Na tentativa de flexibilizar a análise do processo e a liberação do crédito imobiliário, alguns bancos já deixaram de exigir que os interessados em comprar imóveis residenciais apresentem holerites para comprovar os rendimentos. Com isso, o crédito imobiliário ficou mais acessível para trabalhadores autônomos e profissionais liberais: essas pessoas podem provar a renda de outras formas, como apresentando extratos bancários e comprovantes da declaração de Imposto de Renda de Pessoa Física (IRPF).

Para o vice-presidente da Associação Nacional de Executivos de Finanças, Administração e Contabilidade (Anefac), Miguel de Oliveira, a desburocratização do setor é o grande desafio dos bancos atualmente. “Para o banco interessa flexibilizar a parte burocrática, até onde a lei permite, para atrair consumidores. Muitos assinam contratos de financiamento de 20 anos”, afirmou.
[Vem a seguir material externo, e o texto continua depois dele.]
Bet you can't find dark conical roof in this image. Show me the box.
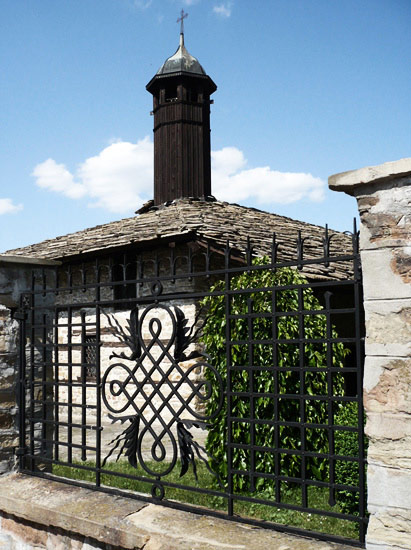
[156,33,206,76]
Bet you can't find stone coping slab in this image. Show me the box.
[0,473,360,550]
[328,158,411,194]
[0,255,61,266]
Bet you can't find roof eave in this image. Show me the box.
[146,72,217,94]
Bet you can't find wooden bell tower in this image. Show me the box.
[146,19,217,205]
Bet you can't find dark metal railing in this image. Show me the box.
[16,223,367,546]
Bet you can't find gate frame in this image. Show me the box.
[14,226,368,547]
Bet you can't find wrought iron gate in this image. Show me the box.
[16,225,367,546]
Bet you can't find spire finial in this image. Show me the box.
[177,8,188,36]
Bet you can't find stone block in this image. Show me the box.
[1,516,48,548]
[0,369,16,391]
[364,299,411,357]
[366,508,411,550]
[0,391,16,409]
[361,248,411,300]
[363,356,385,393]
[366,544,411,550]
[366,435,411,470]
[367,464,411,509]
[0,433,19,449]
[0,318,18,355]
[0,534,11,550]
[328,157,411,193]
[46,532,76,550]
[363,357,411,414]
[365,412,411,441]
[0,414,13,430]
[0,461,13,475]
[356,182,411,250]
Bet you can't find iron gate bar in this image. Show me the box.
[298,286,307,508]
[29,288,35,471]
[228,365,359,373]
[38,265,357,295]
[228,414,360,429]
[67,306,73,464]
[30,438,96,452]
[225,242,234,518]
[229,443,362,465]
[228,393,360,401]
[23,279,360,306]
[95,293,102,487]
[28,417,99,431]
[229,307,359,318]
[27,254,359,296]
[24,277,359,311]
[22,452,361,514]
[271,281,281,501]
[46,397,94,410]
[53,308,60,462]
[40,313,47,455]
[80,311,87,461]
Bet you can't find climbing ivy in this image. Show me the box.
[201,258,350,494]
[334,402,368,516]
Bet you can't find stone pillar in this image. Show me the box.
[329,158,411,550]
[0,256,60,475]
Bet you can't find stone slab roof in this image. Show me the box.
[4,199,354,280]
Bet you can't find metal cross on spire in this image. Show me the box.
[177,9,188,35]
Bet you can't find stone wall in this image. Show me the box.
[0,305,18,474]
[0,256,60,475]
[329,158,411,550]
[0,474,361,550]
[0,512,116,550]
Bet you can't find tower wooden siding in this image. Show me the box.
[150,78,214,205]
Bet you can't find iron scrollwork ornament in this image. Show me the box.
[101,302,223,488]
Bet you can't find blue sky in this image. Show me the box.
[1,0,410,252]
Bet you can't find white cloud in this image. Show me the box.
[211,147,325,204]
[0,198,23,215]
[77,138,153,211]
[32,137,153,214]
[213,2,232,18]
[32,140,324,214]
[33,159,86,199]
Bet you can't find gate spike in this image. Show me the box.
[353,217,359,254]
[297,230,304,270]
[271,232,278,266]
[323,224,330,267]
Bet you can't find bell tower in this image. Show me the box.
[146,14,217,205]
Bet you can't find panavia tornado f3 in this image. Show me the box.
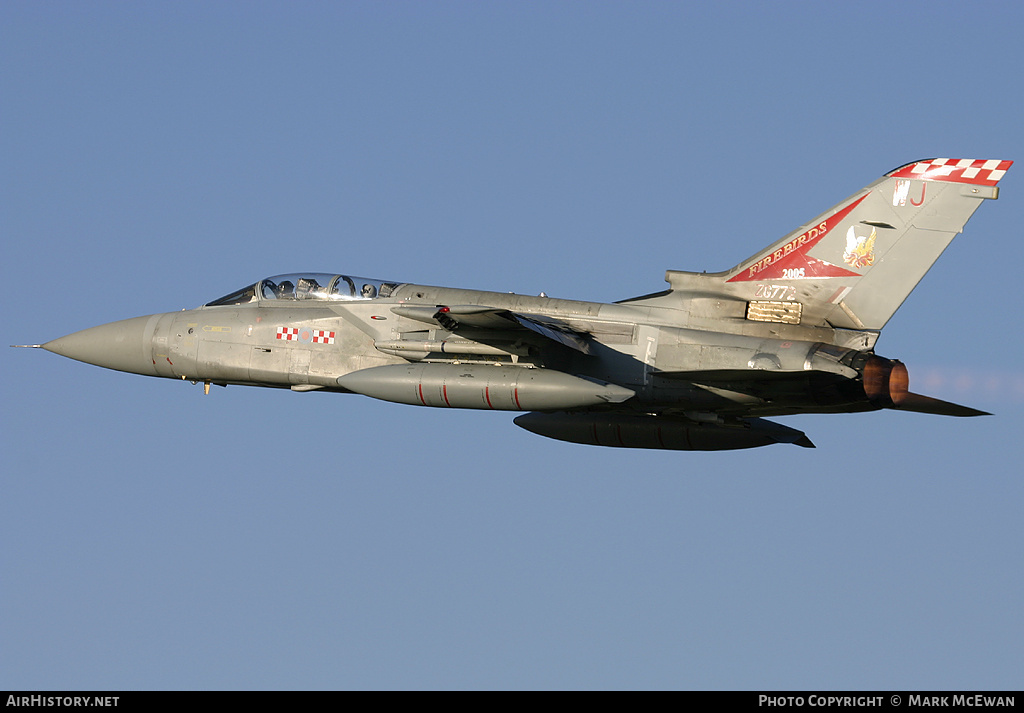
[19,158,1011,450]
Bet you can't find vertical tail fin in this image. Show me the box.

O presidente do Conselho Regional de Corretores de Imóveis (Creci) de São Paulo, José Augusto Viana Neto, admite que essas mudanças serviram para reduzir o tempo de concessão do crédito. Contudo, ele argumenta que ainda é necessário investir mais para melhorar o sistema. “Chegamos a perder bons negócios por conta dessa demora”, reclamou.

O Jornal da Tarde fez um ‘test drive’ em instituições financeiras para verificar as exigências na hora da concessão do crédito. A reportagem apurou que a maior parte dos bancos só exige a entrega de holerites para comprovar a renda dos trabalhadores formais. Os autônomos só precisam levar extratos bancários, para verificar a movimentação financeira, e comprovantes de declaração do Imposto de Renda.

O Itaú, por exemplo, pede que os consumidores levem apenas a última declaração do imposto (com todas as folhas) e extratos dos últimos três meses. Já no Santander Banespa, deve-se apresentar as últimas duas declarações e os extratos de seis meses.

O Banco do Brasil, recém-ingresso no mercado de crédito imobiliário, é o mais burocrático para liberar o financiamento a quem não possui holerite: é preciso entregar as três últimas declarações de Comprovação de Rendimentos (Decore), que são obtidas com contadores e servem para apontar os rendimentos.

Quem quiser financiar um imóvel pelo HSBC é obrigado a mostrar, além dos últimos três extratos, algum documento que comprove a atividade de autônomo, como o alvará de funcionamento da empresa, caso seja um negócio legalmente constituído, ou um contrato de prestação de serviços, se for um prestador.

O ‘calvário’ pode durar até três meses

Mesmo com todos os esforços dos bancos em agilizar a liberação do dinheiro, o prazo ainda é considerado longo pelo Conselho Regional de Corretores de Imóveis (Creci) de São Paulo e pelo Sindicato da Indústria da Construção Civil do Estado de São Paulo (SindusCon). Dependendo da situação, a instituição financeira pode demorar até 90 dias para chamar o interessado para assinar o contrato.

O Jornal da Tarde também procurou os serviços de atendimento ao cliente dos bancos para verificar a previsão de liberação do financiamento. O Itaú foi o mais rápido encontrado na última semana. Na empresa, após a avaliação da proposta de crédito, o cliente espera apenas 20 dias úteis para receber o dinheiro. No Real, entretanto, o prazo é mais longo: pode chegar a 60 dias, caso a papelada não chegue em ordem ou se o interessado perder os prazos de validade de certidões.

O Banco do Brasil, que começou a trabalhar com financiamento habitacional recentemente, ainda está adequando os procedimentos, segundo informou o atendente. Por conta disso, o mutuário que tem o crédito aprovado pode esperar até três meses para conseguir os recursos. Contudo, o Banco do Brasil, que trabalha em parceria com uma entidade de crédito chamada Poupex, possui funcionários especializados para a análise dos processos, o que pode agilizar o processo de avaliação dos papéis. Sendo assim, se a pessoa entregar a documentação em ordem, o financiamento poderá ser aprovado em cerca de 20 dias corridos.

De qualquer forma, a meta das empresas do setor é reduzir ainda mais esse prazo. De acordo com o Creci, o esforço poderá reduzir esse tempo para no máximo 15 dias até o fim deste ano, caso o processo de desburocratização evolua.